Years later, Cee-Lo offers the same fatigued rage on his classic verse from “I Refuse Limitation,” featured on Goodie MOB’s Still Standing, when he raps about “workin’ all night at Mickey D’s” but walking away with crumbs “after the government get they fees.” You can see how Death Certificate shaped ideologies and perspectives, and why it’s still timely.

“Alive On Arrival” is another example where Cube’s storytelling is observant and gut-wrenching—he’s kicking it at a friend’s house and winds up getting shot. When he gets to the emergency room, he’s handcuffed to his bed while he bleeds out with police interrogating him the whole time.

Of course, Cube’s discourse didn’t come without controversy. The album is rightfully criticized today for some of its entries, including the cringe-worthy misogynist “Giving Up The Nappy Dugout” and “Look Who’s Burning.” One of the most controversial songs at the time the album dropped was “Black Korea,” a 46-second snippet of a track where he accuses Asian store owners of exploiting the Black community, and treating them like second-class citizens.

“So pay respect to the Black fist/Or we’ll burn your store right down to a crisp…”

Tensions between the communities were high following the murder of 15 year-old Latasha Harlins, who was killed just seven months months earlier by a Korean store clerk who wrongly accused her of stealing. The man was only put on probation and given 400 hours of community service. Cube wasn’t the only rapper who was palpably affected by the incident —2Pac also dedicated time on a couple of songs to the young girl. A year after “Black Korea” dropped, L.A. erupted in riots sparked by Harlins’ death and the Rodney King ruling, making it that much more timely. 

While both the “life” and “death” sides of the album are heavy, there are also occasions where Cube showcases his wry wit and life observances, like on the lead single “Steady Mobbin’,” a day-in-the-life escapade that’s a grittier prelude to his mellower later hits “Today Was A Good Day” and “You Know How We Do It.” Or on “Doing Dumb Shit,” where he gets nostalgic before turning somber and warning tht doing dumb shit” can often to lead to death for young Black men. 

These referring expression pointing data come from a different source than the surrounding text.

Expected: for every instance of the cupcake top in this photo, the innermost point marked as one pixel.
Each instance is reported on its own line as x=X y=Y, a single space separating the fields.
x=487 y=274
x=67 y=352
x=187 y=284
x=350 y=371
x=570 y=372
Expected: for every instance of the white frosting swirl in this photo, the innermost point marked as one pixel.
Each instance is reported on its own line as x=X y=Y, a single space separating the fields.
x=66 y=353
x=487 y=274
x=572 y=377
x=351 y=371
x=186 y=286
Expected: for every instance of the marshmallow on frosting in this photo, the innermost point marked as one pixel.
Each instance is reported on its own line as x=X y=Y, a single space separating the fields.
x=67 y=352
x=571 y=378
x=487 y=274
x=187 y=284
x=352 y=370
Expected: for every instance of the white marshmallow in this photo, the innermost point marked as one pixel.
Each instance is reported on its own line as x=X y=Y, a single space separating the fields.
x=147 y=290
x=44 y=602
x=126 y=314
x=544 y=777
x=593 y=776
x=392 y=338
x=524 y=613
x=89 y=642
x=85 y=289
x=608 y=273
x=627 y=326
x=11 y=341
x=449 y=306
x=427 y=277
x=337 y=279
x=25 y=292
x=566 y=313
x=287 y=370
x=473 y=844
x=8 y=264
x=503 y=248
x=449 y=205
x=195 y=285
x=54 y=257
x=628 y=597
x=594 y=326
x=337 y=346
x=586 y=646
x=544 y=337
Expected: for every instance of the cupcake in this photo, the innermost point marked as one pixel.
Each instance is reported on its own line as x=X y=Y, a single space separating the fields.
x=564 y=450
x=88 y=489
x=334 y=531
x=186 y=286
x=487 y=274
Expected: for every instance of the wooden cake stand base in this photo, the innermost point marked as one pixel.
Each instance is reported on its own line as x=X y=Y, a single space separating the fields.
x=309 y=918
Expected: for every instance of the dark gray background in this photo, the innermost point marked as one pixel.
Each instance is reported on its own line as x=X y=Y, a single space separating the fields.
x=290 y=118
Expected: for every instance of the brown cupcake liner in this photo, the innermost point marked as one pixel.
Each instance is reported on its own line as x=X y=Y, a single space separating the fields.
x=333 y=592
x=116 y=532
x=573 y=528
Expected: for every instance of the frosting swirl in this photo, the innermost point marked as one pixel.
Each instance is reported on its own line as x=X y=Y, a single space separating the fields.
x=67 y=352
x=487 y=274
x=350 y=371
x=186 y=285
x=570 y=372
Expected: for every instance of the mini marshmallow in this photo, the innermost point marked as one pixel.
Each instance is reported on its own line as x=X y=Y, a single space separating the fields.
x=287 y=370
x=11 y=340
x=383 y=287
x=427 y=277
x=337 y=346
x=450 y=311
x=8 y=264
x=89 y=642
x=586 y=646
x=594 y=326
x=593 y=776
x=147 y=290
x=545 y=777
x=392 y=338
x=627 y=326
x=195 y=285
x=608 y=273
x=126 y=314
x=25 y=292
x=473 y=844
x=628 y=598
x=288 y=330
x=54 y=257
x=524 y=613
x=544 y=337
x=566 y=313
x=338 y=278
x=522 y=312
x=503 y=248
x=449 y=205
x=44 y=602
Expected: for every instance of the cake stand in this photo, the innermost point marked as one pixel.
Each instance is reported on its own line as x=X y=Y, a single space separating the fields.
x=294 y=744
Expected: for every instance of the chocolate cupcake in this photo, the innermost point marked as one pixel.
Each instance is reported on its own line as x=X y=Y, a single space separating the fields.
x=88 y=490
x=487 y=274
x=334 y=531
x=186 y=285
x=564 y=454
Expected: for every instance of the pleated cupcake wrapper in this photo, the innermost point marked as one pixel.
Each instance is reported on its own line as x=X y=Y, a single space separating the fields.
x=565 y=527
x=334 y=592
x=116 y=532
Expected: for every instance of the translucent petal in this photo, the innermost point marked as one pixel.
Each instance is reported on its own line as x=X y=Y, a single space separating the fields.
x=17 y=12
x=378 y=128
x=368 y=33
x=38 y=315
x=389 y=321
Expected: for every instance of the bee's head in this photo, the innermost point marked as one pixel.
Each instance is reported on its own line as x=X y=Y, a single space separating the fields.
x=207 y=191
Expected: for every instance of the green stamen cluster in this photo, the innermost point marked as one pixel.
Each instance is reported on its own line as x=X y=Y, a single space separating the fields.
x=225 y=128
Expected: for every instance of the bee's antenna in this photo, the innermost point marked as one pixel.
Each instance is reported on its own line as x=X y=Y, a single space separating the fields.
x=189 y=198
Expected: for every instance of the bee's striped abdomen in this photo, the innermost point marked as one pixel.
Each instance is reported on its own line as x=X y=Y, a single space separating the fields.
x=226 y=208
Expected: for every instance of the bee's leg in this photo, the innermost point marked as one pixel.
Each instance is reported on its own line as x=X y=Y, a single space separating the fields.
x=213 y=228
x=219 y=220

On “Us” and “Color Blind” and the single “True to the Game” he’s chastising and preaching. "Us" is Cube's most finger-wagging moment, as he calls out his own community for things he wants to see change; while "Color Blind" urges peace between gangs, and features a handful of 90s West Coast stars including Kam, W.C., Coolio, J.D. and King Tee on one of the era's most underrated posse cuts. And on “No Vaseline,” maybe the album’s most popular track these days, he’s dissing his former friends N.W.A. at the height of their beef. But it’s always his engaging storytelling that weaves the album together and leaves an imprint.

One of the most thoughtful storytellers in rap, Cube was at the peak of his skills on Death Certificate, and 30 years later it’s still among rap’s most powerful albums.